Once again, I feel the opposite on this. Couldn't every game ever be called a cash grab when their primary goal is to make money? Is creativity truly lost on recreating properties in a new fashion utilizing the same measures that created the original property so long ago? Is it that wrong or that terrible to cater to an audience that has been starved of content like this because of the constant AAA in your face open world spiral we have fallen down in the past couple of years? Yookalaylee is the most genuinely unique game to be coming out these recent months despite its familiarity to the property all of those devs worked on YEARS AGO.
In the past 3 months, we have had 3 huge RPG's come out almost back to back. Horizon, Zelda, and Mass Effect. Nioh wasn't far off that trail either. Huge sprawling action RPG's with open world elements and hour long time sinks all hoping to gobble up your money based on buzz words of freedom and blah blah blah.
What is wrong with Yookalaylee coming out as a streamlined 3d platformer that we never really see anymore? Is this desperation for revival, or giving people what they've been longing for that other companies, quite frankly, are never going to give them again?

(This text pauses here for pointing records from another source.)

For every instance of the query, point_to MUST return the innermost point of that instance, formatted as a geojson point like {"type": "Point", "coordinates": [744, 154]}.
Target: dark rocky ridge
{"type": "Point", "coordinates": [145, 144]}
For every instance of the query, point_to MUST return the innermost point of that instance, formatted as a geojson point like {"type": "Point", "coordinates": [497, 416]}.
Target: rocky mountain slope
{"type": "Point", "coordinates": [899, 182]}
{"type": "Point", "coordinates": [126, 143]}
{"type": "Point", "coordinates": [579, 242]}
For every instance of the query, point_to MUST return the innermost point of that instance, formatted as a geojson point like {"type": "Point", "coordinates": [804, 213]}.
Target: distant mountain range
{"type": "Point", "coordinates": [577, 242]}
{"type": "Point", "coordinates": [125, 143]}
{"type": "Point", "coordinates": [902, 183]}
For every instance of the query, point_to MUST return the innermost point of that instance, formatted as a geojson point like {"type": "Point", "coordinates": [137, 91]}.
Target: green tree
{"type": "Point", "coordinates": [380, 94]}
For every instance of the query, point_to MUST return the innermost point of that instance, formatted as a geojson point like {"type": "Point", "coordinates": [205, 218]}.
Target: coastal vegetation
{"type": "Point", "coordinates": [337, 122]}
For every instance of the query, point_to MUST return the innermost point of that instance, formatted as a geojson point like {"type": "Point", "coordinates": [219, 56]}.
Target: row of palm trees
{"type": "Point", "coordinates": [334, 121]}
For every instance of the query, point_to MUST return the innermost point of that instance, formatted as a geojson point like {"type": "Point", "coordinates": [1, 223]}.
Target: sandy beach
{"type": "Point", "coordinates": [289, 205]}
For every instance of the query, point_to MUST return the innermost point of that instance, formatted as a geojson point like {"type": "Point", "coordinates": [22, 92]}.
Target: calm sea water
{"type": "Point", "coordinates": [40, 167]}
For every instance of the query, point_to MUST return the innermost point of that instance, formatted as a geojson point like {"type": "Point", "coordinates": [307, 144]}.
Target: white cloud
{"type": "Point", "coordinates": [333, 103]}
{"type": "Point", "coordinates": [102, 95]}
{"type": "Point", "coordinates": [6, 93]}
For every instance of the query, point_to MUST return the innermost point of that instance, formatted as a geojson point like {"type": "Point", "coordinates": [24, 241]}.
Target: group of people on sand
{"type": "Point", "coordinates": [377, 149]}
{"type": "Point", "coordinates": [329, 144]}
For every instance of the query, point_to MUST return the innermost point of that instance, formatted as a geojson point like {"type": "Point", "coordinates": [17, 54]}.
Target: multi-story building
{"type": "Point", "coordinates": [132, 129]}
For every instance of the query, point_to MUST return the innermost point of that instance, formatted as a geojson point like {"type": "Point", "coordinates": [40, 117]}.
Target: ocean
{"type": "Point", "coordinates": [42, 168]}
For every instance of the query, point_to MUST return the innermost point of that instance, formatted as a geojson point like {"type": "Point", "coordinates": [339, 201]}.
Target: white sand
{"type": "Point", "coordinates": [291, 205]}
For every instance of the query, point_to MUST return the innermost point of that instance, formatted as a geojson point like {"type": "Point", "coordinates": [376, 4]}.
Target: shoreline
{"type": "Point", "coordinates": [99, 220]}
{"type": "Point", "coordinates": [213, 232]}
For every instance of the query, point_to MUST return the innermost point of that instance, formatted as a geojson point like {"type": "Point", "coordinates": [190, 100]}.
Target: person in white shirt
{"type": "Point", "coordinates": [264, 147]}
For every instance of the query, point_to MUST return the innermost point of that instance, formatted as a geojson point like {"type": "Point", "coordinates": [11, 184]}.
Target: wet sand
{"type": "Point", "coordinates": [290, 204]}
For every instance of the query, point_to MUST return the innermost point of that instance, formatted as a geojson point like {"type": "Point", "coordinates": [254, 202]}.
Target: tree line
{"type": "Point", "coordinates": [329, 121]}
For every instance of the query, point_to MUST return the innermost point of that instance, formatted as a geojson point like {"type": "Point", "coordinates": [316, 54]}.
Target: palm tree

Is it dead creativity, or revitalized creativity? They still made dozens of original characters, original music using real composers, and poured all of their resources and development into crafting a really pretty game. I just don't see it as a cash-grab. If i did, I could apply those words to every property that has ever come out in the past decade because it could apply in anyway that I spun it.
Because it's NOT creative. Yooka Laylee is literally the same Banjo Kazooie formula with a different coat of paint.
Want to know why Legend of Zelda: Breath of the Wild isn't just another open world game? It incorporates familiar Zelda gameplay and fuses it with open world gameplay concepts. Quests, flexible tools available at all times, This is what it means to BUILD upon what is already known. This is what makes the series so diverse.
Link Between Worlds. How is this different from other Zelda games? Tools are now available from the beginning. The world is fully available upon the start. The 2D Link feature allows the player to explore the world literally from a two-dimensional point of view. This was carried into Breath of the Wild and Nintendo was very pleased that fans were enjoying this type of gameplay.
Ocarina of Time. Well how is this different than other Zeldas? It's in fucking 3D. Already this poses new challenges for the player who has only experienced this series' puzzles from a 2D, birds-eye view. This introduces challenges where "gosh, maybe I need to look around a bit to find out how to proceed?".
Majora's Mask. We know about Ocarina Time already. Seems like it uses the same formula. Oh crap wait there's a time limit tied in with the gameplay and plot! Oh dang and we need to use Masks to unlock tools and whatnot.
It is through these explorations in innovation such as these that game series continue to thrive and stand on their own. The series entires are identifiable because it continues to return old concepts and still introduce new ideas. Players engage in new and familiar gameplay.
So what does Yooka Laylee do different? Well you are a lizard and a bat.
The main point being, how does this adjustment contribute to overall gameplay?
It is in this Yooka Laylee falls flat. The game is relying on you constantly comparing it to Banjo Kazooie. It just wants to
be Banjo Kazooie and nothing else. Not a new Banjo Kazooie, which unique new gameplay innovations, oh no Microsoft already tried that. Just the old ones in a new coat of paint.
Final Fantasy is not a 2D turn-based RPG anymore. The series is incredibly diverse in it's gameplay and Square-Enix builds upon their old concepts with each entry. This is what Banjo Kazooie
needs.
This idea that Banjo Kazooie is this stationary type of collecting gameplay is what is truly killing the franchise.